Sovereign securities buyback envisaged for even annual debt service

JASIM UDDIN HAROON | February 09, 2025 12:00:00


A new methodology is being devised to streamline lopsided government-liability management against treasuries as the existing system creates an unpredictable financial burden amid maturity of too many bills and bonds together.

The government borrows through treasury bills and bonds and many of which mature in a single year. However, in some years, very few such instruments mature. This leads to a mismatch, overburdening the debt-service provisions in some years.

When a large number of bonds mature in a given year, the government faces high repayment pressure. Conversely, when fewer bonds mature, the repayment burden remains lower.

This inconsistency creates operational challenges for fiscal management, which has drawn attention of Bangladesh's foreign development financiers.

For example, the maturity amount for treasury bills in financial year (FY) 2023-24 accumulated to Tk 2.919 trillion, in a steep increase of nearly 55 per cent from the previous fiscal year (FY 2022-23).

Similarly, bond maturities in FY 2024 totaled Tk 40.680 billion, up nearly 20 per cent year on year.

The Bretton Woods twins--the World Bank (WB) and the International Monetary Fund (IMF)--are pushing for reforms to make the system more predictable and manageable.

Another key objective of the new approach to liability management is to establish benchmark securities.

A WB-IMF joint workshop on January 26-30 brought together relevant stakeholders to discuss how to implement the new system effectively.

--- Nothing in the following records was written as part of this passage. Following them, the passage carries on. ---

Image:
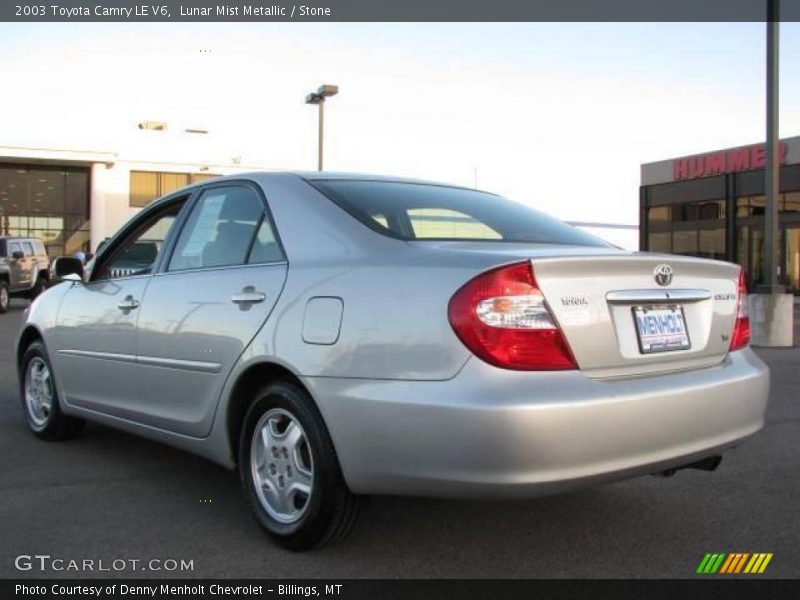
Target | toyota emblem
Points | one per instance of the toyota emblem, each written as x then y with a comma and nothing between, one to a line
663,274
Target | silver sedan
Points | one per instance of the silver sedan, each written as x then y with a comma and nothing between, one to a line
332,336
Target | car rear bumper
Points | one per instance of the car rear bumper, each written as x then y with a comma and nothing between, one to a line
494,432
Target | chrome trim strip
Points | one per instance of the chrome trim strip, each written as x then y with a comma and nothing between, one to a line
184,365
100,355
152,361
647,296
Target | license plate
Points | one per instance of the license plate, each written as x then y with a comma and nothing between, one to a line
661,328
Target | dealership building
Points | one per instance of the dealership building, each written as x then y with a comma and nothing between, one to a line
72,199
712,205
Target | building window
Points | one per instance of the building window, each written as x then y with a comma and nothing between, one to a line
147,186
659,214
659,242
684,242
753,206
712,243
699,211
48,203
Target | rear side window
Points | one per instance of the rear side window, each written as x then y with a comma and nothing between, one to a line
413,211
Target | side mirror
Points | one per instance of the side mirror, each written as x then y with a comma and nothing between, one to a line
68,268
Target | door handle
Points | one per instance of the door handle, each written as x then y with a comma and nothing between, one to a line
128,304
248,296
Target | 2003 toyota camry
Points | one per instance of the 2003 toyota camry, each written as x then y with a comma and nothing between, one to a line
333,336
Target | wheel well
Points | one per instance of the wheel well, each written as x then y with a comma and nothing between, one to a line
30,335
242,396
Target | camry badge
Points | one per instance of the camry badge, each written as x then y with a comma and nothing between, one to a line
663,274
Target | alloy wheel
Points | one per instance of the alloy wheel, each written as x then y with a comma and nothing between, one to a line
38,391
282,466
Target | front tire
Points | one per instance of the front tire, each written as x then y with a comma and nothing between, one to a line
290,473
40,398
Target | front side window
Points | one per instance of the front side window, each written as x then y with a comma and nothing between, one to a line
136,254
414,211
221,230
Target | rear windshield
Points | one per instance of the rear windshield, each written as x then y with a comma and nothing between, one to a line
413,211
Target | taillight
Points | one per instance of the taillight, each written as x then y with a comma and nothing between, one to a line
502,317
741,330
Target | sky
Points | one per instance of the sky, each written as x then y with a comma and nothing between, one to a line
558,115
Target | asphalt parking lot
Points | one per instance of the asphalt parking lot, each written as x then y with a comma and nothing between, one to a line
110,495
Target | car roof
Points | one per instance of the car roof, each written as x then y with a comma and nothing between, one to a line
310,176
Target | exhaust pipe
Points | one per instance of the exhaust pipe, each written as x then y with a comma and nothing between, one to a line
707,464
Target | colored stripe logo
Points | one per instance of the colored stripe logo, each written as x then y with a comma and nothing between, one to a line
734,562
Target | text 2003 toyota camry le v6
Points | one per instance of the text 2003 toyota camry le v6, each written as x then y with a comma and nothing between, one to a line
334,335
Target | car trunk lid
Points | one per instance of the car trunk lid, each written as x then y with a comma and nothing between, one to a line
617,317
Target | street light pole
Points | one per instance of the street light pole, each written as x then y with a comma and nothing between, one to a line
321,133
771,309
772,179
318,98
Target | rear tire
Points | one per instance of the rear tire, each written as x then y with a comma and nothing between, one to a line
290,473
40,398
5,297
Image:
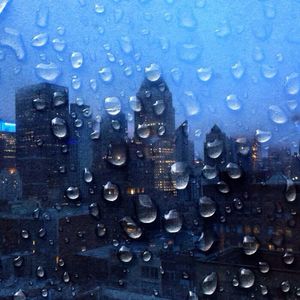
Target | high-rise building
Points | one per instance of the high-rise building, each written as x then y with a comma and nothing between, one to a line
7,146
155,130
42,141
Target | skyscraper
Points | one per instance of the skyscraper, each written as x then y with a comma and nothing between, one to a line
155,129
7,146
42,117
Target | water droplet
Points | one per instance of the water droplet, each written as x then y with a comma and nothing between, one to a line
223,187
112,105
39,104
146,256
233,102
263,136
145,209
204,74
233,170
214,149
117,154
39,40
135,104
19,295
285,286
153,72
131,228
143,131
110,191
250,245
73,193
209,284
238,70
207,207
292,84
288,258
48,71
290,192
66,277
192,296
76,60
12,38
209,172
246,278
59,127
106,74
59,45
40,272
76,82
18,261
180,175
263,267
100,230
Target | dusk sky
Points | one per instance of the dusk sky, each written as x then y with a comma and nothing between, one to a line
235,63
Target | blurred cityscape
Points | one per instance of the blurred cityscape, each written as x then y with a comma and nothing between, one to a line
90,212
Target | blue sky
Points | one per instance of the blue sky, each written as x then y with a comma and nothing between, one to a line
244,51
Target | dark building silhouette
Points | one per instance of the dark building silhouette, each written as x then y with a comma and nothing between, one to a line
42,141
7,146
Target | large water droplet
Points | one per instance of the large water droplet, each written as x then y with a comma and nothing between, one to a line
59,127
250,245
209,172
131,228
233,102
48,71
110,191
76,60
214,149
19,295
173,221
204,74
209,284
263,136
180,175
39,40
246,278
40,272
106,74
290,192
153,72
146,210
238,70
73,193
125,254
117,154
233,170
207,207
12,38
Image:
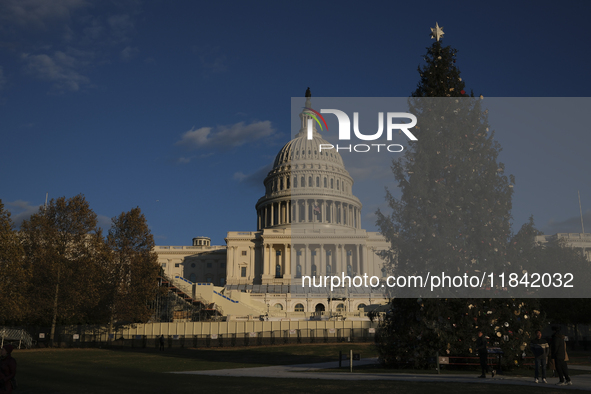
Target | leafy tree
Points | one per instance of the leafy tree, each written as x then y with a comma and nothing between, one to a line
61,243
133,269
14,277
453,216
454,212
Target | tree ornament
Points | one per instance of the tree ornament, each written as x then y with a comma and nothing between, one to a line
437,32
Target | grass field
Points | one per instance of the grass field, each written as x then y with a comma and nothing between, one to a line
81,371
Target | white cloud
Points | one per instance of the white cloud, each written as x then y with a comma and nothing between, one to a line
226,136
569,225
254,179
21,210
61,69
129,53
37,13
215,64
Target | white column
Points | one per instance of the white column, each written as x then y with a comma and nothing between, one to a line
265,259
251,252
322,259
287,271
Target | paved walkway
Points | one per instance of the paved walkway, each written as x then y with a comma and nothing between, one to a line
309,371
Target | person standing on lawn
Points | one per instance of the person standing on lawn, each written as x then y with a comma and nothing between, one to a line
482,347
540,348
558,353
7,369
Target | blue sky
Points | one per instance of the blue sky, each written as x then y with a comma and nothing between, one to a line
180,107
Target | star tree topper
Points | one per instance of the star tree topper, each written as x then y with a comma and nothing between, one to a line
437,32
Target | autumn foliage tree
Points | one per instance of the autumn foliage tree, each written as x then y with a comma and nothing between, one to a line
61,243
133,267
453,216
76,274
14,276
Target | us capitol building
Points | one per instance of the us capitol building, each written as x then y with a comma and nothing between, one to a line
308,223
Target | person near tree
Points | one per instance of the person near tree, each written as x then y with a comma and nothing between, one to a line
7,369
161,340
482,347
540,349
558,353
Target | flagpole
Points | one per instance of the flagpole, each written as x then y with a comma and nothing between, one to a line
581,211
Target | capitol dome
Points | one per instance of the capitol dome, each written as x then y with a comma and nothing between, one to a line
308,186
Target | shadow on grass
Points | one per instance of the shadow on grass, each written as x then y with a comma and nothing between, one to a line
216,358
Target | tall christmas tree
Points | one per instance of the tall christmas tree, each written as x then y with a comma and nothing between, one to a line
454,212
453,216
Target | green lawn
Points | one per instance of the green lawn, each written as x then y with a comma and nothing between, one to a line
81,371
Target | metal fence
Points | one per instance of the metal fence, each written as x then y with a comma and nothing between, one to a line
100,338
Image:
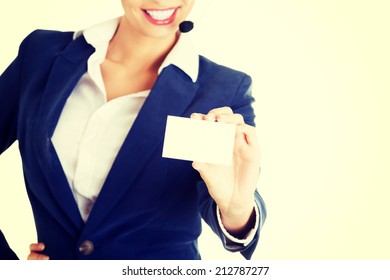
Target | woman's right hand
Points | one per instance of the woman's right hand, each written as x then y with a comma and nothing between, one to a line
35,249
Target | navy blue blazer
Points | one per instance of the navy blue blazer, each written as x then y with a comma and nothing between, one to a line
149,207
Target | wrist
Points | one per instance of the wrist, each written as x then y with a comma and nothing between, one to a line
239,221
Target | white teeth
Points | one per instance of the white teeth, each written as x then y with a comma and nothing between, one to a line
160,14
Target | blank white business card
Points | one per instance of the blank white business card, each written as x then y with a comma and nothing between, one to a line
199,140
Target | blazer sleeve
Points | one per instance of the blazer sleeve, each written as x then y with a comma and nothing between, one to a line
10,81
241,104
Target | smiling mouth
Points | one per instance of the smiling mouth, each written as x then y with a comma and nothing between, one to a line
161,17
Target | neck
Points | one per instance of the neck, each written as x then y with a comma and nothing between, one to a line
129,47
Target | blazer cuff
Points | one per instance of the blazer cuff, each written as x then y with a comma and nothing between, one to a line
236,241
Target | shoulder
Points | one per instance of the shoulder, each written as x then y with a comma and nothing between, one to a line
210,70
46,41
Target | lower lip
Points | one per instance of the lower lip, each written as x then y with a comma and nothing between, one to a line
161,22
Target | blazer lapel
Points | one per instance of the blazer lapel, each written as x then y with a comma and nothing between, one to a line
67,69
171,95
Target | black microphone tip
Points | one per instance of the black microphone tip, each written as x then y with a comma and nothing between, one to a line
186,26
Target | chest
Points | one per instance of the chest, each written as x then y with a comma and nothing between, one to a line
120,80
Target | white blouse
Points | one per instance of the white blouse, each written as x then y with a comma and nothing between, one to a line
98,127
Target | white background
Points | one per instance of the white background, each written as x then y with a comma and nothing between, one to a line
321,79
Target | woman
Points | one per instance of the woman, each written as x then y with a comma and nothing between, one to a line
89,110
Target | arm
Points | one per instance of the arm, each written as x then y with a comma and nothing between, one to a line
233,188
9,100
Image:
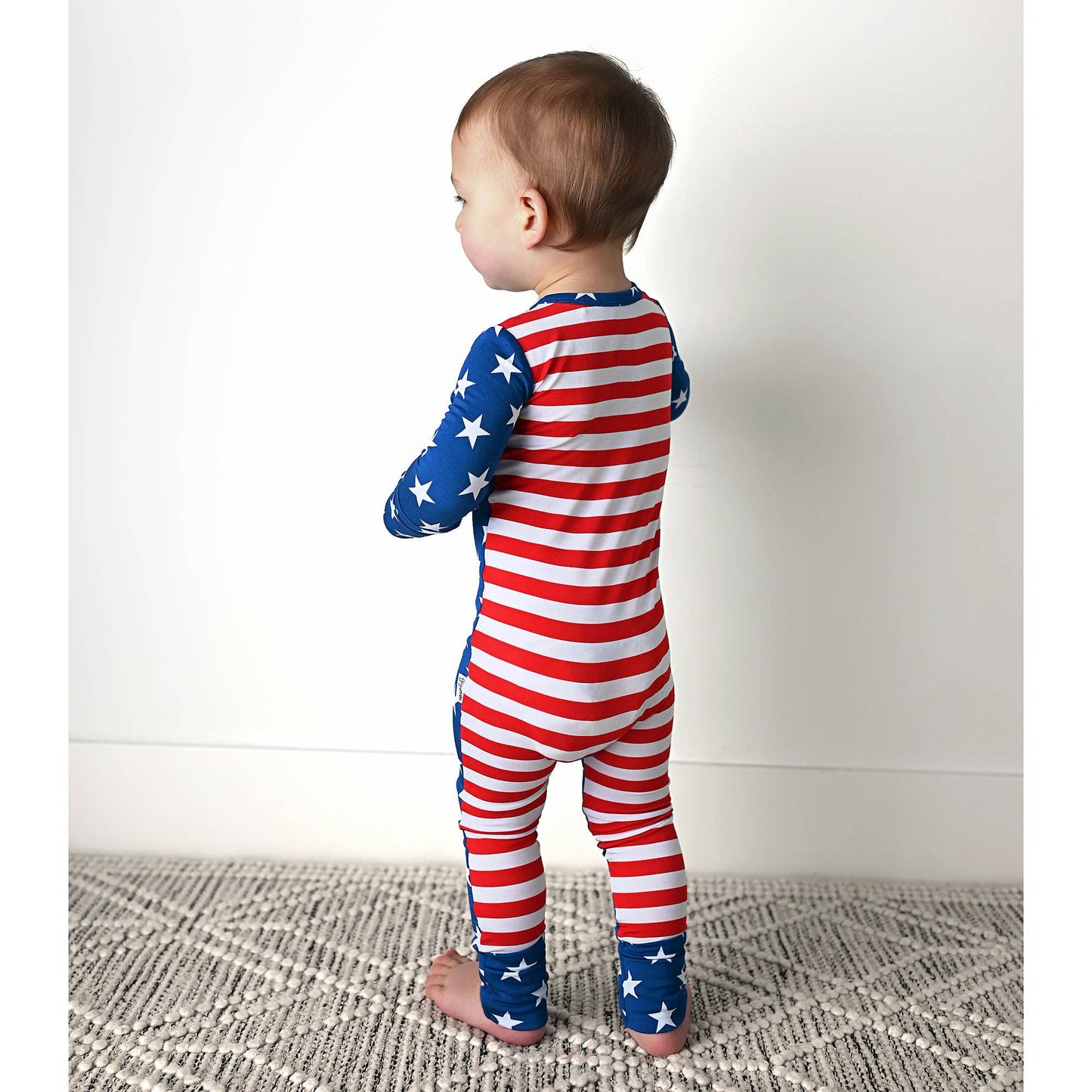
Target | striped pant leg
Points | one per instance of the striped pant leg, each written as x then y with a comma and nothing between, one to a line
501,793
628,806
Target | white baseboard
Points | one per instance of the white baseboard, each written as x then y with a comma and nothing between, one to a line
221,802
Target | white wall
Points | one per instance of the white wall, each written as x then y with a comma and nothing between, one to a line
270,306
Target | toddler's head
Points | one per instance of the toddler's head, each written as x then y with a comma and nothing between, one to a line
556,162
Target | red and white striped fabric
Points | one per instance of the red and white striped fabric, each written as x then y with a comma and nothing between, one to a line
571,645
569,657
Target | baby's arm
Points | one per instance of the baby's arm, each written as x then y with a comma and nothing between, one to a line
453,473
680,382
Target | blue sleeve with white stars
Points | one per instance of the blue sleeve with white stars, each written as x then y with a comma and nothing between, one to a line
453,473
680,382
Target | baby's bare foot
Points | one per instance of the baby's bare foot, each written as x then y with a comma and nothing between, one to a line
453,984
660,1044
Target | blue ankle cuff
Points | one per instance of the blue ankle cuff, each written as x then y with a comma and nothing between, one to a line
513,986
652,993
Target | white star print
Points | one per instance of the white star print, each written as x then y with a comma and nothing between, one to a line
506,365
421,491
660,954
478,483
513,972
464,382
473,429
663,1017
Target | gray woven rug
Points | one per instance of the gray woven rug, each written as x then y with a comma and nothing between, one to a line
247,976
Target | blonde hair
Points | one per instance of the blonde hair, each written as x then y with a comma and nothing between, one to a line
591,138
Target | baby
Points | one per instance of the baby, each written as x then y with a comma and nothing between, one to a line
556,442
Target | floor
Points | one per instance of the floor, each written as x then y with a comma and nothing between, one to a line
257,976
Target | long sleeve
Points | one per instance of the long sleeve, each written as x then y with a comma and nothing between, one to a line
680,382
453,473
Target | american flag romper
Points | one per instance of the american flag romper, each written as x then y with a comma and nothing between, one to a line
556,441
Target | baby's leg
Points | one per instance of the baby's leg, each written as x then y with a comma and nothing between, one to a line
628,806
501,792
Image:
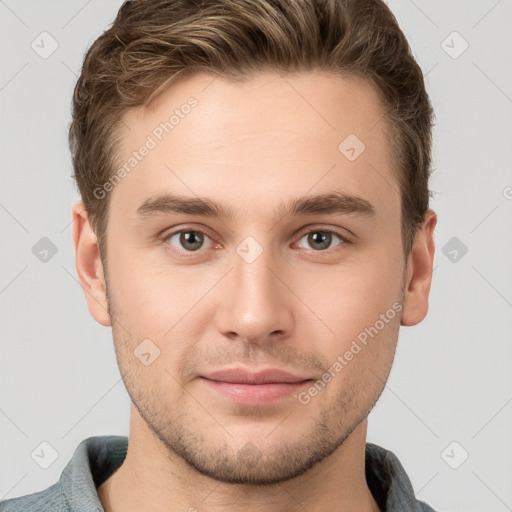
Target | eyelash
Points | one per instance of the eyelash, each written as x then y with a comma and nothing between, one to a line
344,240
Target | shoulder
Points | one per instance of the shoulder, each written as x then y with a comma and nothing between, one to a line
47,500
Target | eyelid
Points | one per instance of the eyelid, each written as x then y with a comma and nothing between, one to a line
346,240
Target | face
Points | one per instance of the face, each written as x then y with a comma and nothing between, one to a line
269,331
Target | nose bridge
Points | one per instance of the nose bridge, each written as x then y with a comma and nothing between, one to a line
256,303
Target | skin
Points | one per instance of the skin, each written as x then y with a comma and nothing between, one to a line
296,307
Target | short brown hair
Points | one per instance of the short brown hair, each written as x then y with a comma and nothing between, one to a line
153,42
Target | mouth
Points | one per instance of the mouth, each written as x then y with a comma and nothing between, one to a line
254,388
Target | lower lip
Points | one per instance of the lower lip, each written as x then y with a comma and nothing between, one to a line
255,393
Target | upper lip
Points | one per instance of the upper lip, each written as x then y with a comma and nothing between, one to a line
243,376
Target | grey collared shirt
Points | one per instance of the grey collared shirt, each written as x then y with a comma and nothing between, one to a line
96,458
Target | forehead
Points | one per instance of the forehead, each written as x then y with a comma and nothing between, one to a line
271,136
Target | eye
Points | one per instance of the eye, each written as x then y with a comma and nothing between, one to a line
190,240
321,239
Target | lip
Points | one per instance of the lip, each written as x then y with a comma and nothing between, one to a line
254,388
243,376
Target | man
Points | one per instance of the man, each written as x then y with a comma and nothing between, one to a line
254,226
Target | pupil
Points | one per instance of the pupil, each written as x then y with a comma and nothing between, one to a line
323,238
188,238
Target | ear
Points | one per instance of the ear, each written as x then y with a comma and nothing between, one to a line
419,272
89,266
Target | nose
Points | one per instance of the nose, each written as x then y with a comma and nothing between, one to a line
256,304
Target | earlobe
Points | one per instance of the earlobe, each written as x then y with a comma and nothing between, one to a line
419,272
89,266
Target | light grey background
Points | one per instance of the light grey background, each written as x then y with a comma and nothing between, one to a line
451,380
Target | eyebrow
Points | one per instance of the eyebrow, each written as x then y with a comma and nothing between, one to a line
329,203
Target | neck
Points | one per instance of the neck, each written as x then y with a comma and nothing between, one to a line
152,478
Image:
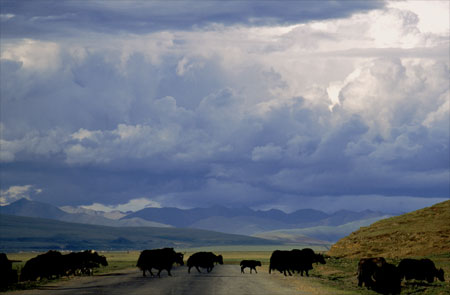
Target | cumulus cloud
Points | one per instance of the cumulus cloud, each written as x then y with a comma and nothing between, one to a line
240,112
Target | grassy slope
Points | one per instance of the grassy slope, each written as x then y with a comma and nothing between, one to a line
24,233
322,233
419,233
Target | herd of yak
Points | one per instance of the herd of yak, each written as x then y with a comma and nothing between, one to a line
373,273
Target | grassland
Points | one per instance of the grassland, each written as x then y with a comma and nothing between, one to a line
38,234
419,233
337,276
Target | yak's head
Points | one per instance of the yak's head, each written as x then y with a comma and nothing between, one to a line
179,258
440,275
219,259
320,259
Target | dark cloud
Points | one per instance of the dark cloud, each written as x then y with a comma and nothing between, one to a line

Under this proposed framework, the government may consider buybacks of securities to reduce future repayment burdens. Never did the government buy back such sovereign securities in the past.

This correspondent asked if any price surge when government will start buyback, an official said the new management would address this issue also.

People familiar with the matter told the FE that the new system, called Liability Management Operations (LMO), has two primary objectives: smoothing out government liabilities to ensure predictability and creating benchmark securities to improve market efficiency.

"Currently, the government faces a major challenge when multiple bonds mature in the same year, requiring additional borrowing," said one official concerned who had attended the preparatory workshop.

"The proposed system will provide relief for fiscal management."

The new system will also help establish a benchmark for securities, as there is currently no widely-accepted reference point, he went on, wishing anonymity.

He further said: "This reform will improve government planning, particularly in budget preparation."

However, the transition takes time as the WB-IMF duo is preparing a new report assessing the existing system and outlining steps for implementing the revised debt -management framework.

In the FY 2024, the government borrowed Tk 891 billion through a large number of instruments from the banking system, primarily through bonds.

Net financing through treasury bills was Tk 97.65 billion up to the fourth quarter of FY 2024, according to a Finance Division report.

The report further says long-term financing through treasury bonds amounted to Tk 783.35 billion during the same period.

The borrowing with national savings certificates (NSC) is much lower now. During the past fiscal year, the government borrowing by using the NSC was negative, at Tk 211.24billion.